263459375_02f7bc3016.jpgThough it’s slowly developed a reputation for being “the city that shoves you back,” when I lived there in the mid-90s Philadelphia was twee-pop central. Not only was the city rife with soft-spoken local bands like Clock Strikes Thirteen (R.I.P!) and Snow Fairies, but for some reason the only records people were interested in buying were also by bands with a “smooch-first-bake cupcakes-later” aesthetic. Most of them haven’t aged so well (sorry, Wolfie) but the single sparkling exception is the Spanish pop group La Buena Vida.

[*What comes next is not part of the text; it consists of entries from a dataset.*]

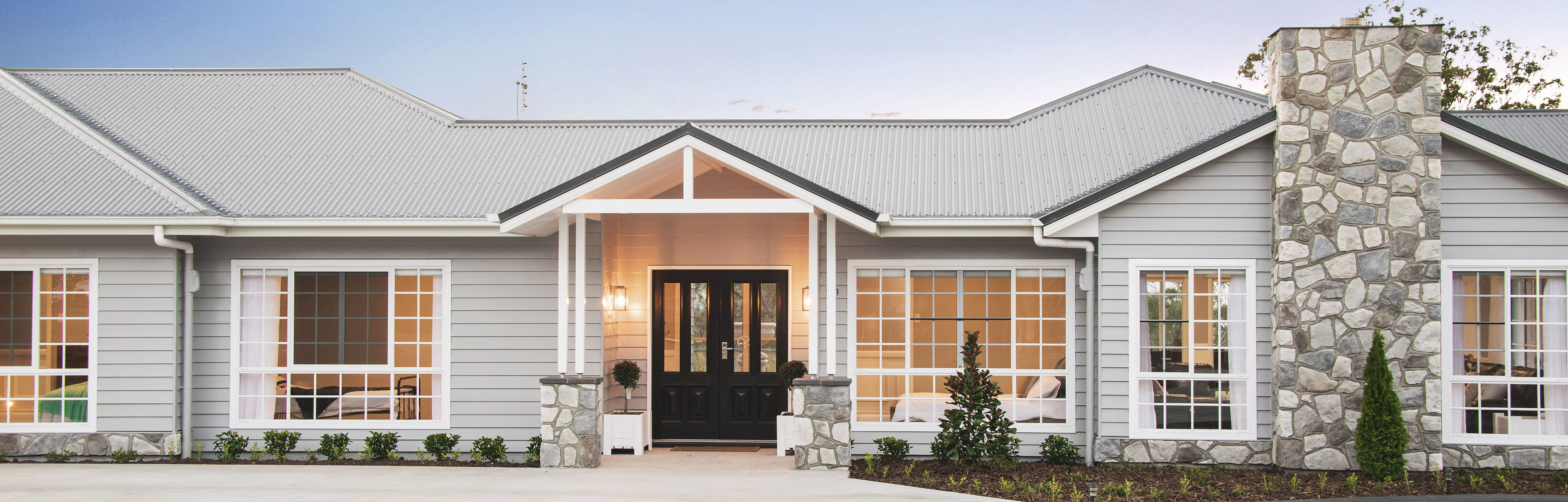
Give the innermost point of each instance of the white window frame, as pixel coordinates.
(938, 264)
(1453, 424)
(1246, 385)
(443, 423)
(95, 336)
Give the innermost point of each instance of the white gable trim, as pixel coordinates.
(1158, 179)
(534, 219)
(1506, 156)
(101, 147)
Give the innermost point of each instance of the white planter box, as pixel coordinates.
(786, 434)
(628, 430)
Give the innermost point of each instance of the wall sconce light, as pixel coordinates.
(618, 297)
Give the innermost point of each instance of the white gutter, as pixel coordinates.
(187, 314)
(1089, 281)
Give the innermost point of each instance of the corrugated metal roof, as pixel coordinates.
(1544, 131)
(335, 143)
(51, 173)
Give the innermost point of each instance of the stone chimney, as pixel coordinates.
(1357, 220)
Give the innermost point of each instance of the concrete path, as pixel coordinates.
(339, 484)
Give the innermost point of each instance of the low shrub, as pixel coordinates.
(123, 457)
(893, 448)
(335, 446)
(230, 446)
(1057, 451)
(490, 449)
(280, 443)
(380, 446)
(443, 446)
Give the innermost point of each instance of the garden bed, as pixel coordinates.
(344, 462)
(1170, 484)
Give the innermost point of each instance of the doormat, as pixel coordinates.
(716, 449)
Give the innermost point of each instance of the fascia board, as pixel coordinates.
(104, 148)
(1503, 154)
(1164, 176)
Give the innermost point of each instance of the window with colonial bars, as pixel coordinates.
(1192, 360)
(910, 328)
(336, 344)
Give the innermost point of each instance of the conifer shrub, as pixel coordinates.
(1380, 434)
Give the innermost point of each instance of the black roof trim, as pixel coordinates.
(1503, 142)
(1158, 168)
(708, 139)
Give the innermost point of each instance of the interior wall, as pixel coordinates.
(634, 244)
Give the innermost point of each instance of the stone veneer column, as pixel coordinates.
(1357, 234)
(570, 423)
(822, 424)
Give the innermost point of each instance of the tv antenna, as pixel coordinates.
(523, 90)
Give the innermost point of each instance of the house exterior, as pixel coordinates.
(1161, 269)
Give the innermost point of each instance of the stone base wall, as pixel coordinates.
(570, 423)
(1184, 452)
(1517, 457)
(822, 424)
(90, 445)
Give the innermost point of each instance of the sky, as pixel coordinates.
(711, 60)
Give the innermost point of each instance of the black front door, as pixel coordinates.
(719, 339)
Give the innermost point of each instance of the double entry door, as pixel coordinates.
(719, 339)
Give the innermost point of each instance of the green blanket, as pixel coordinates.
(76, 410)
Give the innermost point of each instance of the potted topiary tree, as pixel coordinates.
(628, 429)
(785, 430)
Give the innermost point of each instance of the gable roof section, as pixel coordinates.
(303, 143)
(49, 172)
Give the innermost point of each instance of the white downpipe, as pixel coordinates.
(811, 294)
(1089, 281)
(562, 291)
(189, 321)
(830, 291)
(582, 291)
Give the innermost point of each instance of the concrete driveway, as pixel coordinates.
(338, 484)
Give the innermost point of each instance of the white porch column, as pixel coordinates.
(582, 289)
(833, 297)
(562, 294)
(811, 294)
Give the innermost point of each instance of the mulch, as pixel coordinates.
(342, 462)
(1166, 484)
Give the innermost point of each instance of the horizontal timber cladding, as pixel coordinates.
(855, 245)
(1495, 211)
(1217, 211)
(502, 325)
(135, 339)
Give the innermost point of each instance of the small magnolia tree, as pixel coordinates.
(979, 427)
(1380, 434)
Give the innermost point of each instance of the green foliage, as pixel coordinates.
(443, 446)
(280, 443)
(230, 446)
(893, 448)
(789, 371)
(490, 449)
(979, 427)
(1380, 434)
(1057, 451)
(123, 456)
(382, 446)
(335, 446)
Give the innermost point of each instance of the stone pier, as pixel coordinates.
(822, 424)
(570, 423)
(1357, 234)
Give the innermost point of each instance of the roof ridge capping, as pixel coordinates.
(1134, 74)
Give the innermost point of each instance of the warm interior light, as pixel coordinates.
(618, 297)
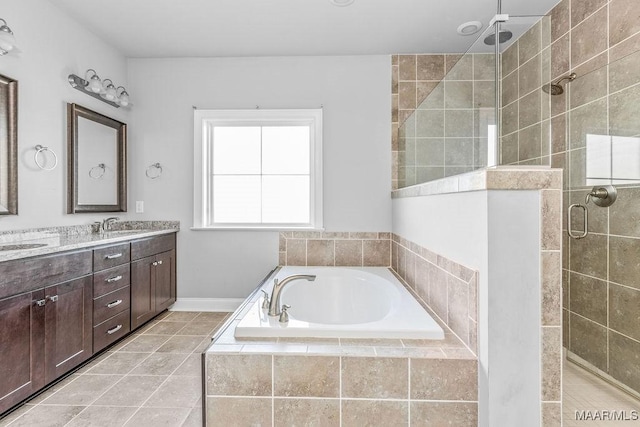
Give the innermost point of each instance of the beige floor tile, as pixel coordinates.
(47, 416)
(158, 417)
(191, 367)
(119, 363)
(180, 344)
(177, 392)
(160, 364)
(83, 391)
(144, 343)
(132, 390)
(102, 416)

La Buena Vida were signed to the Siesta label, whose releases have just now started trickling on to eMusic. Because you could only buy them on import, Siesta records were more expansive and therefore more exotic and coveted than the run-of-the-mill indies. La Buena Vida was the label’s crown jewel, a 10+ member collective that should have eclipsed and eventually surpassed Belle & Sebastian as everyone’s favorite heart-tuggers. In 2001 LBV released the miraculous Hallelujah!, and followed it six months later with the just-as-good Harmonica. The group managed a rare feat, retaining the softness of twee, but couching it in elegant, ambitious songs that arced and built and flourished.

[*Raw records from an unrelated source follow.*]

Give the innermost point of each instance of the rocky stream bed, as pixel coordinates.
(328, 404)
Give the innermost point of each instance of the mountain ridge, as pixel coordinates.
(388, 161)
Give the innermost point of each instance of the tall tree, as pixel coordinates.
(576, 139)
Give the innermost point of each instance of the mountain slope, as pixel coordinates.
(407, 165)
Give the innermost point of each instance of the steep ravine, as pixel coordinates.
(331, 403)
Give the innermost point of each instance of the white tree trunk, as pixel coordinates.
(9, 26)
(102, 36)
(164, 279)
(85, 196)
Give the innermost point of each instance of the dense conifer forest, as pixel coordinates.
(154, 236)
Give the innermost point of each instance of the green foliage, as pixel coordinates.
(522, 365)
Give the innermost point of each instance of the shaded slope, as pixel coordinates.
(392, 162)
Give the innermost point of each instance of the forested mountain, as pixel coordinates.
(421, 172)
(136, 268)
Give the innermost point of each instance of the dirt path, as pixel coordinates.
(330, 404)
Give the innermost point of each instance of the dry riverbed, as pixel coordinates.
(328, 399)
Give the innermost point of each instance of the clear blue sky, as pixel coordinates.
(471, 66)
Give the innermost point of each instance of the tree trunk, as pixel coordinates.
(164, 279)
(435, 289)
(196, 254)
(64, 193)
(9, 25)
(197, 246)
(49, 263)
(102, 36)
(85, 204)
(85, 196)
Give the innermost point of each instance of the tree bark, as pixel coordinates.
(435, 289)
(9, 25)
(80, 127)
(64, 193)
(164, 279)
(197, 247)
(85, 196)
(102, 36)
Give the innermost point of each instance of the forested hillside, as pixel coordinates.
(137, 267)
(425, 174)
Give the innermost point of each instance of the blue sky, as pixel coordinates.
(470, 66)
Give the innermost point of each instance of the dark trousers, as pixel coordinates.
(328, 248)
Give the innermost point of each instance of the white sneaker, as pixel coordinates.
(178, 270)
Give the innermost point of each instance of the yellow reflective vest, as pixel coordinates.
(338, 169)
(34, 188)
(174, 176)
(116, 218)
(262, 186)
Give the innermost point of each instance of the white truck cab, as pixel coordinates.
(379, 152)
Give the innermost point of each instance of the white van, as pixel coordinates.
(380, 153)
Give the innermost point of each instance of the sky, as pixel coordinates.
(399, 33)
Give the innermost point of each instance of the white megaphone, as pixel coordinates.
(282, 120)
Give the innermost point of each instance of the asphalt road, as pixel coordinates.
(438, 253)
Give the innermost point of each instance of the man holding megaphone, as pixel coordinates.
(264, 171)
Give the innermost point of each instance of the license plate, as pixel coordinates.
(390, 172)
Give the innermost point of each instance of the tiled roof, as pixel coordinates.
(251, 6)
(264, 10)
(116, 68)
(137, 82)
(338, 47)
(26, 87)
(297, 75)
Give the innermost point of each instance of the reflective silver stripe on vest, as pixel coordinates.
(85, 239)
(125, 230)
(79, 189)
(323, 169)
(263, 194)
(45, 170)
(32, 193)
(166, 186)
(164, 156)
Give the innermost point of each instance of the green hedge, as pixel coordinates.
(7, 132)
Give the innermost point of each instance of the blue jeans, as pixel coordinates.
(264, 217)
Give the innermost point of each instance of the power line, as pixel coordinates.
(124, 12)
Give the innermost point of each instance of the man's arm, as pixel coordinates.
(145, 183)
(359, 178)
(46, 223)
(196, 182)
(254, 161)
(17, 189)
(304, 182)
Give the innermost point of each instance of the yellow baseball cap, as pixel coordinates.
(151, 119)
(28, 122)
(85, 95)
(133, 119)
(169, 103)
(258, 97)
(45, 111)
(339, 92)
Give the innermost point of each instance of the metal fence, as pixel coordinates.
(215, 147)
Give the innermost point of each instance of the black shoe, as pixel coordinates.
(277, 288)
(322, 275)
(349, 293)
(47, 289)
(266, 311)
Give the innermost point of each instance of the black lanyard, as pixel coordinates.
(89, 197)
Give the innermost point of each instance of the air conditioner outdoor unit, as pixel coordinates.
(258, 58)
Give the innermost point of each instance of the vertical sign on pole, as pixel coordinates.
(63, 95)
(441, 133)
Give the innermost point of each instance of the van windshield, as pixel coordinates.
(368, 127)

After Harmonica the group’s records became increasingly hard to come by, and bad info on a shady website led me to believe they had broken up. Imagine my delight when I discovered that not only was La Buena Vida still active, they’d just released a new record, this time on the Sinnamon label. Vidinia is everything I loved about La Buena Vida, back again for another go. “Calles y Avenidas” lays it all out: the delicate melody, the low ache in Irantzu Valencia’s voice, the twinge of sadness that accompanies the big swoop of strings near the song’s conclusion. They also appear to have discovered country music: “Ayer Te Vi” has a lovely pedal-steel solo, and “Honorado Ciudando De Occidente” is all starlight and night sky.

I don’t understand Spanish well enough to make heads or tails of the group’s website (though I have a rough idea what ‘merchandising’ means — it means I’m about to spend $30 on a T-Shirt). For now it’s enough to know that La Buena Vida are still making records, and that those records are still full of warmth and charm and tenderness.

That I’ll probably never get to see them live is its own kind of heartbreak.


4 Responses to “living la buena vida”  

  1. 1 Stephen Connolly

    Thanks joe for this fine recommendation. My downloads refreshed today so I’m enjoying La Buena Vida for the first time. I’m glad I didn’t take your Belle & Sebastian comparison to heart because I hate them (Oh! The indie sacrilege)

    They remind me, on first blush, of Ivy. Their singer, Dominique Durand, sings in English but her first language is French and she has a similarly breathy style. I’ve been on a roll with Iberian music of late. I followed Lucinda Williams’s recommendation from the Sunday NY Times a few weeks back and picked up Sara Tavares from emusic.

  2. 2 joe

    really glad you like it — and sorry for the misdirection with Belle & Sebastian!

    I can def. hear the Ivy influence (who I love) and will def. be checking out Sara Tavares.